申氏神情淡淡的,瞧着不阴不阳,确然算不上什么好脸色。
连个笑都不见。
王曦月早料到会是这样的情况。
她又不是来求着申氏别记恨她的。
上前见过礼,从春云手上接了锦盒过来,三两步上前,把东西放在申氏手边的桌案上,然后掖着手又退回去,也不坐,乖乖巧巧的立在堂下,声儿发软,闷闷的瓮着:“三舅母,我来给您赔礼的。

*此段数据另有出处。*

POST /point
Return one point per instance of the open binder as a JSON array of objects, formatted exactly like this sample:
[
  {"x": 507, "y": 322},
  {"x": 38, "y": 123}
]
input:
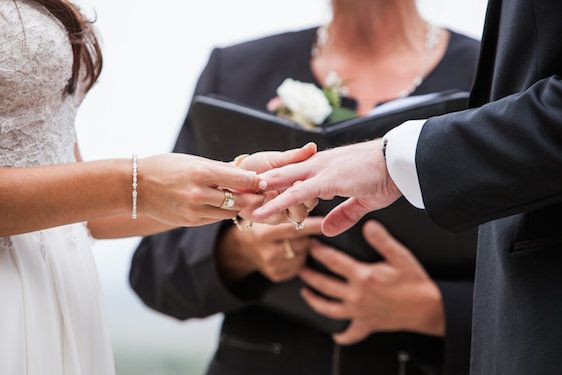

”
申氏就皱了下眉:“这是什么话?今天的事情我也听说了,是三娘和四娘咎由自取,如何就怪罪到你的头上?连老太太都拿了主意做了主,叫兄嫂发落处置三娘与四娘呢,老太太都不说你有错处,怎么好好的跑来跟我赔礼?”
王曦月要真是十六岁的年轻女孩儿,便也就听不出申氏话里的讥讽和阴阳怪气了。
这哪里是对她不满。
分明连外祖母都捎带上。
王曦月也不抬头,就怕叫申氏把她眼底的嫌恶全看了去:“事情来龙去脉三舅母虽知晓,可我想,大约也是我先前怎么惹了四表妹不快,才生出后面的这些事来。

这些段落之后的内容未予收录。